Thursday, December 1, 2011

When to be a creative cook?

In the past two weeks I have learned a valuable lesson… when to creatively adapt recipes to available ingredients and when it is better to not experiment.

Lesson one: Tapioca Pudding

I have to say that since I started rationing – I have made a lot more pudding. It is great, it uses milk (which fresh is not rationed) and there doesn’t have to be a lot of sugar in it. My favorite pudding is tapioca. It just tastes like a warm hug!

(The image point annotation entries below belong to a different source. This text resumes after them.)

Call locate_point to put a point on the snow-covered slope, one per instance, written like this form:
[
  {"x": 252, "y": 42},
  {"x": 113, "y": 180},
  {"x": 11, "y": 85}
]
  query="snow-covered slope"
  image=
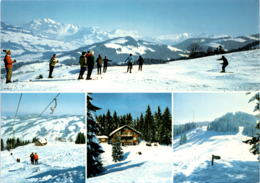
[
  {"x": 153, "y": 165},
  {"x": 200, "y": 74},
  {"x": 192, "y": 160},
  {"x": 58, "y": 162},
  {"x": 49, "y": 127},
  {"x": 227, "y": 42},
  {"x": 118, "y": 49}
]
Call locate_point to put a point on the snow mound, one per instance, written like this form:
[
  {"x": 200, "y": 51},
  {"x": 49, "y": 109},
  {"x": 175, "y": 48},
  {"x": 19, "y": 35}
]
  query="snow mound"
[{"x": 192, "y": 160}]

I planned to make tapioca and I soaked the beads in milk for a day. When I started to make it- I didn’t realize that I was short one cup of milk! What to Do? I still wanted my pudding (yes I know it is kind of extravagant with 2 eggs!) But I could just taste the warm, gooie, yumminess. Well- I didn’t have any powder milk or canned, but I did realize that I had soy flour. I have drunk soy milk before, and technically wouldn’t soy flour in water equal soy milk?

I have now discovered that it doesn’t taste like soy milk. It tastes like flour. Yucky, awful flour.

Most people would say that the pudding was ruined – but I found if you put a ¼ C of vanilla in it… it didn’t taste too bad. I do think it was a waist of eggs and sugar.

Lesson 2: Yogurt

Trying to be point thrifty… I decided to make my own yogurt. Again – fresh milk was not rationed… but yogurt was. I went to the store and bought a gallon of skim milk (problem #1). I had my own plain yogurt for the starter (problem #2 – the yogurt was 6 months out of date … it didn’t smell or taste bad so it should be ok?). I cooked my milk till it looked hot enough – It needed to be an exact temperature and I didn’t have a thermometer (problem #3). Then let it cool – eventually putting in the starter.

I let it sit in the yogurt maker for a day. I couldn’t wait to see what happened. Much to my surprise – when I opened the top… there was cheese! Somehow I made a very soft cheese! Realizing that there was no way to rescue the yogurt… I put the curds in a cheese cloth and let it drain.